The senators treated Rice, who originally said a “spontaneous” protest over an anti-Muslim video led to the fatal attack at the U.S. Consulate in Benghazi, Libya on Sept. 11, with outright contempt as a possible replacement for Hillary Clinton, who has indicated her departure from the administration is imminent.

New Hampshire Republican Sen. Kelly Ayotte criticized Rice’s constant appearances on network television, and South Carolina Republican Sen. Lindsey Graham questioned why an official in her position would be the administration’s lead public figure on the Benghazi incident.

Graham suggested the White House may have been taking cover by putting Rice front-and-center on cable news talk shows just days after the Benghazi attack.

McCain mentioned other possible State Department candidates, and what they could expect in a Senate confirmation hearing.
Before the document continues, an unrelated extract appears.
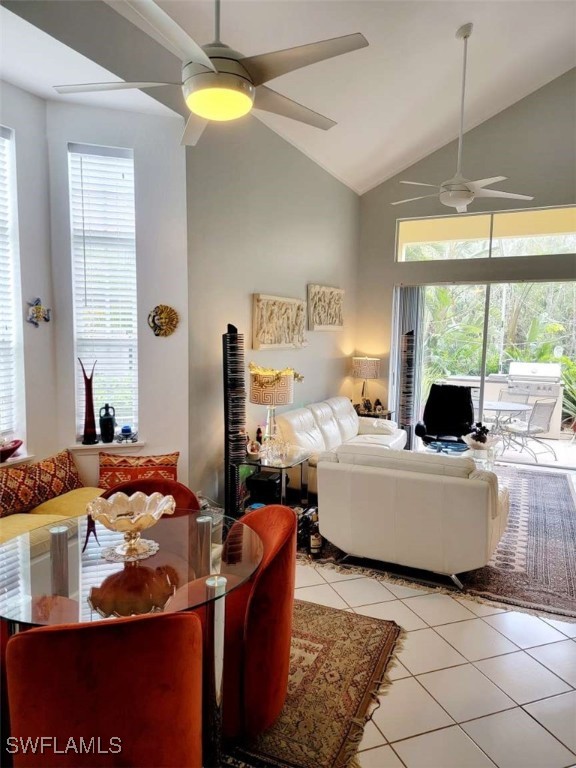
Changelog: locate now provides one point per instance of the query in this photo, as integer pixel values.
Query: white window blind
(11, 355)
(104, 278)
Of longtime Senate colleague Democrat John Kerry of Massachusetts, McCain said he could expect to be treated as “any other nominee.”

The renewed political offensive against Rice came as part of a request for a special congressional committee to investigate the attack in Libya.

“It is essential for Congress to conduct its own investigation” of the events, McCain said, adding that the scope of an investigation could be ample. “We want to probe everybody involved, up to and including the President of the United States.”

Graham said it would be a “big mistake” not to appoint a special committee that could gather all the information in one place. Administration officials involved in the incident would otherwise report to different congressional committees, the South Carolina senator said, scattering information about the attack and the administration’s response.

He compared handling of the Benghazi attack to the Watergate and Iran-Contra scandals , saying the investigation of those events, “benefited from Select Joint Committees.”

An investigation of the incident should reveal “the difference between a human failing and a national security breach,” said Graham.

McCain insisted that Benghazi was more appalling than the Nixon- and Reagan-era scandals. “In Watergate, nobody died. In Iran-Contra, nobody died,” he said.

The Iran-Contra affair of 1986 provided the Iranian military with illegally purchased American-made anti-tank missiles. The weapons were involved in the battle of Mehran, in which they were fired at Iraqi forces from helicopter gunships causing an unspecified number of casualties.

The senators underlined the idea that responsibility for the failings in Benghazi fell equally on the military, intelligence services and the State Department.

“We don’t promote anybody that was a central player in the Benghazi debacle,” Graham said.